Further, the process is periodically repeated 5 until time K, N-1. In this case, the device is reset, and at the output of the adder 4, (as a result of performing 4 weighing cycles), an end result is formed, which

10 with an accuracy of the scale factor is proportional to the orthogonal cosine component in the spectrum of the analyzed signal at a fixed frequency lo. The orthogonal components of the spectrum can

15 be computed at all over the 0 ... N-1 frequencies by running the spectr analyzer in the form of a parallel set of the described devices without increasing the volume of control and switching elements.

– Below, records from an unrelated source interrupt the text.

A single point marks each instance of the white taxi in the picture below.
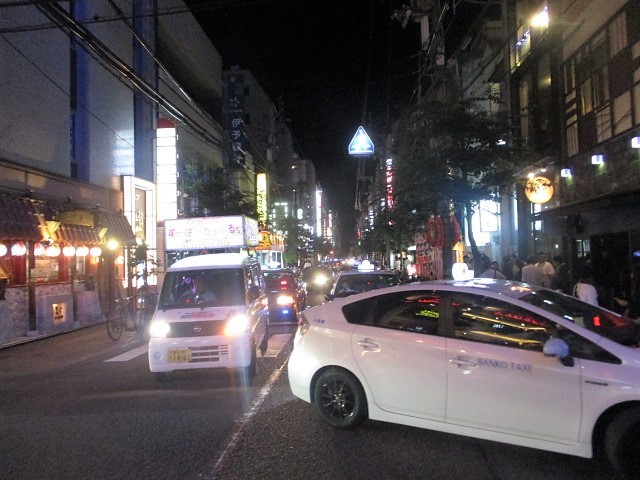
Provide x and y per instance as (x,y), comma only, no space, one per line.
(491,359)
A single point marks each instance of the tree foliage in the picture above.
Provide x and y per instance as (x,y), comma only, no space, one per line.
(214,196)
(451,151)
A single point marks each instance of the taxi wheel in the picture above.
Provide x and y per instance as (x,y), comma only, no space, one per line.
(622,443)
(340,399)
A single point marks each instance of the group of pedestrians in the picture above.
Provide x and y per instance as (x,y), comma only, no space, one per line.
(543,272)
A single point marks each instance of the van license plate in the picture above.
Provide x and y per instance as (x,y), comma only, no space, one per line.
(182,355)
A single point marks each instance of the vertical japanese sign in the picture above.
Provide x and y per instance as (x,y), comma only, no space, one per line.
(261,198)
(234,111)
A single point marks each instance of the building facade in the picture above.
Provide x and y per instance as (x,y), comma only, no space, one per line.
(98,129)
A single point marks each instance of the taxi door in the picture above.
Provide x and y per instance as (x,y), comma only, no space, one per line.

0 Introduction of the counter spectrum analyzer to the sign of a harmonic weighting function and decoder, as well as new functional connections, distinguishes the proposed analyzer from the prototype in that

5, when analyzing signals with arbitrary base N, the number of precision weight elements and switching elements is reduced four times regardless of the value of L. Such economy of equipment is achieved by four times using the same and the same volume of switching and weighing elements in calculating each of the determined orthogonal components of the spectrum. Last thing

5 leads to a reduction in mass and size, and it can significantly simplify and increase the reliability of such a spectrum analyzer.

Claims (2)

1. US patent number 3466431, cl. 324.77, onlib. 1969. 2. USSR author's certificate number 438939, cl. G 01R 23/00, 1974.